Suicide often results from various factors, including mental health conditions, traumatic life events, and social isolation. It is not a sign of weakness or a lack of willpower, and it is not as telling someone to "snap out of it" or "you are being self-fish."


I want to talk more about prevention and what we can do as a community and individuals.


Consider the following recommendations:


Strengthen economic supports

  • Finances matter. Financial stress is one of the top reasons for stress.

Create protective environments

  • Healthy support systems matter; we can't do it alone. We need people that support us and love us.


Teach coping and problem-solving skills

  • Learn emotional regulation and distress tolerance skills.

  • Engage in therapy.


Identify and support people at risk

  • Learn to identify signs and how to intervene in a mental health crisis (We have a course).

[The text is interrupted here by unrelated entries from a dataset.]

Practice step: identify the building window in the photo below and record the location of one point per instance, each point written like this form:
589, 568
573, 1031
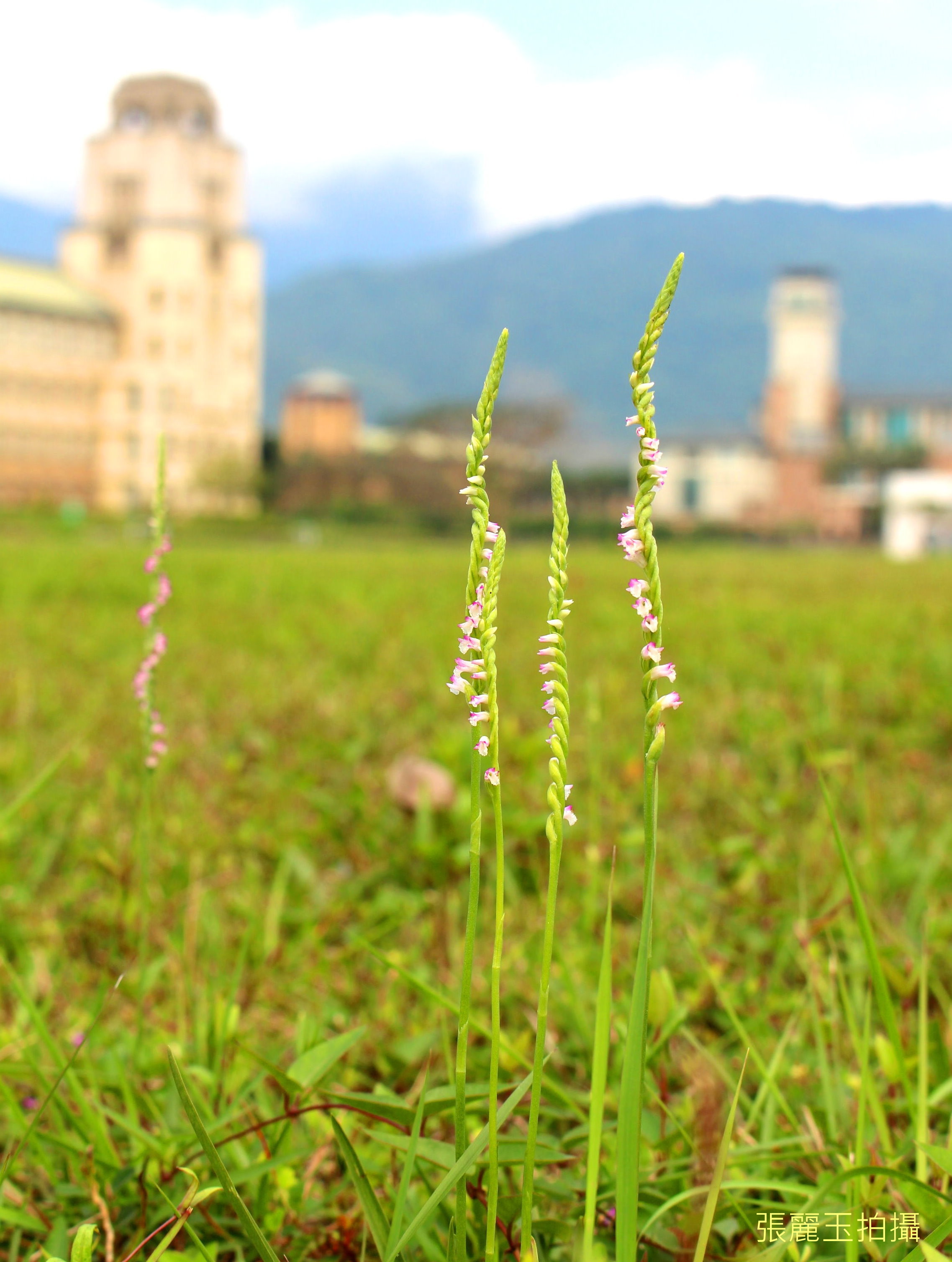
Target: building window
897, 427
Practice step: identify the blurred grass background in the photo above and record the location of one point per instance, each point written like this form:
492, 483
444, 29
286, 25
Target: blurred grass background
301, 668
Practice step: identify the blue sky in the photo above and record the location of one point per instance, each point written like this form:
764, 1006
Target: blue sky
507, 114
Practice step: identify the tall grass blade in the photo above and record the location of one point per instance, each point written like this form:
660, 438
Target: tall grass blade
29, 792
250, 1227
556, 705
922, 1086
373, 1211
715, 1189
410, 1162
452, 1177
66, 1066
880, 989
600, 1073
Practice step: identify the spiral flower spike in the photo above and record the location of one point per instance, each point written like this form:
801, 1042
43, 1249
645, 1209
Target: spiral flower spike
475, 678
641, 547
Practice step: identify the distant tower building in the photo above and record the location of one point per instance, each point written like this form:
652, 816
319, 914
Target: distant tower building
801, 399
321, 417
161, 238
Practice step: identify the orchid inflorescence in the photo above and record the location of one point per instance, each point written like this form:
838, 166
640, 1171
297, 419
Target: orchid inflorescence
637, 538
156, 641
639, 546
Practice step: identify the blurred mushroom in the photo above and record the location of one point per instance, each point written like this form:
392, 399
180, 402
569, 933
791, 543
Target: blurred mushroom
412, 780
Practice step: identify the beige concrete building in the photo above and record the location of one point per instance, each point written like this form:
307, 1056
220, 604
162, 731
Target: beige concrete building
321, 417
59, 344
166, 286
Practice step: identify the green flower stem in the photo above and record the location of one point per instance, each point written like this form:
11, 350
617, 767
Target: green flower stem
632, 1093
462, 1035
488, 641
479, 501
559, 772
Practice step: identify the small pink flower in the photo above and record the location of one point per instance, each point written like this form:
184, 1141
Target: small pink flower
633, 547
665, 672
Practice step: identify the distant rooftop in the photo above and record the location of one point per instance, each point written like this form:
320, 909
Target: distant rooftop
31, 287
323, 384
164, 101
808, 273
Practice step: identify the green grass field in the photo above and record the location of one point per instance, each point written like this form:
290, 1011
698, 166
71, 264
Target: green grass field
296, 676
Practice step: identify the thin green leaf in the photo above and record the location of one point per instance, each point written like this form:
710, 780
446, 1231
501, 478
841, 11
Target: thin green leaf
251, 1230
880, 990
312, 1067
290, 1086
460, 1168
551, 1085
711, 1206
922, 1086
437, 1153
373, 1209
34, 785
399, 1204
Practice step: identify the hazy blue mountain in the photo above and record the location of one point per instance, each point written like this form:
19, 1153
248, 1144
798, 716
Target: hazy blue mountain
28, 231
402, 211
576, 297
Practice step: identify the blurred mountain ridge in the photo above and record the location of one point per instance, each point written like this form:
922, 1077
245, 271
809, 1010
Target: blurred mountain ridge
576, 297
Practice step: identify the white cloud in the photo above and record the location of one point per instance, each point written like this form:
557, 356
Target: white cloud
307, 100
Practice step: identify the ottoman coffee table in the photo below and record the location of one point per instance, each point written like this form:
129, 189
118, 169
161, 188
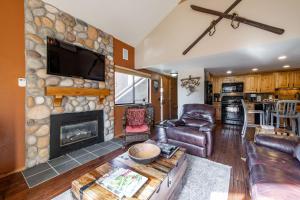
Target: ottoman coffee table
164, 177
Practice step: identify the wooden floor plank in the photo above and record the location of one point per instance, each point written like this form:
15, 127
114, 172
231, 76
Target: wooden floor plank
228, 149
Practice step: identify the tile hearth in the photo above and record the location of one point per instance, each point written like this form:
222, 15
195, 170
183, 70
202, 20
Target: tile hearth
57, 166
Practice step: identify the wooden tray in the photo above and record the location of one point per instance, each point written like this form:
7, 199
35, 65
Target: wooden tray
164, 175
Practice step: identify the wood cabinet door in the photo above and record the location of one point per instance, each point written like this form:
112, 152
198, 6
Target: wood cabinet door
217, 84
166, 85
217, 106
296, 79
267, 83
251, 84
251, 117
283, 79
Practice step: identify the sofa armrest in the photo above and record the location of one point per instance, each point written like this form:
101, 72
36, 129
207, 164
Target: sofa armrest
209, 131
175, 122
286, 144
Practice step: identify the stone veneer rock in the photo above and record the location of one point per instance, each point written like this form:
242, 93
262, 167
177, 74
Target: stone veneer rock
42, 20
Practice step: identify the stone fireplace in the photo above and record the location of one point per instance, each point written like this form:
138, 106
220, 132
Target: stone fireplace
43, 20
72, 131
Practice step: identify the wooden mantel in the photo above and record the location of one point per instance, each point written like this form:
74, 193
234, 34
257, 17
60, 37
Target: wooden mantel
60, 92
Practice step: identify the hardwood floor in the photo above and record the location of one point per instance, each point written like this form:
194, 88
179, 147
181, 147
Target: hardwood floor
228, 149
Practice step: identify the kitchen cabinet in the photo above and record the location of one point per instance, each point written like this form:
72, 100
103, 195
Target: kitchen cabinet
283, 79
296, 79
267, 83
217, 84
251, 83
251, 117
217, 106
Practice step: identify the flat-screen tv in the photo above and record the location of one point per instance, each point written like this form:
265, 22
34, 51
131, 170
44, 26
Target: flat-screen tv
64, 59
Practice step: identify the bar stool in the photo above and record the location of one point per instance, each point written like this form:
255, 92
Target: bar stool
246, 112
286, 110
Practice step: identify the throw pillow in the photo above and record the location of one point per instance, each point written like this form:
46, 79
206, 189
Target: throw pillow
297, 152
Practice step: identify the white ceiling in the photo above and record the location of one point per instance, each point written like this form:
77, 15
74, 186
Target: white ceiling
238, 50
127, 20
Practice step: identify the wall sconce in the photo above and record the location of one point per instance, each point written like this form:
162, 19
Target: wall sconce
174, 74
190, 84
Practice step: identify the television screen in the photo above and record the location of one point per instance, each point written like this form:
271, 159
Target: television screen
64, 59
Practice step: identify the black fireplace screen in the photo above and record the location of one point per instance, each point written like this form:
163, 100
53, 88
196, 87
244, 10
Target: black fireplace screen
72, 131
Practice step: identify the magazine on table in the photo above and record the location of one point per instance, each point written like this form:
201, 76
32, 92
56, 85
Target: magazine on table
122, 182
167, 150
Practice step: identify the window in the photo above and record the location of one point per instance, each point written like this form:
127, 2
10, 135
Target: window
131, 89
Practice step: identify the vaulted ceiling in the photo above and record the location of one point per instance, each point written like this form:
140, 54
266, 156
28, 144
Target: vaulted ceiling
238, 50
161, 29
128, 20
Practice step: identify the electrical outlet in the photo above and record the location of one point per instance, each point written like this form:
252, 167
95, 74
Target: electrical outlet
125, 54
22, 82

If you or someone you know is struggling with thoughts of suicide, it is essential to seek help as soon as possible. If you need any information on the interventions mentioned above, don't hesitate to reach out. I know this can be difficult, but many resources are available to support those in crisis. Some options include:


  • Calling the National Suicide Prevention Lifeline at 1-800-273-TALK (8255)

  • Texting the Crisis Text Line at 741741

  • Seeking help from a mental health professional

  • Connecting with support groups or communities

It is also important to remember that suicide is preventable. By being there for one another, reaching out when we are struggling, and creating a supportive and inclusive community, we can help to reduce the risk of suicide.

If you or someone you know is in crisis, please seek help. You are not alone, and there is hope.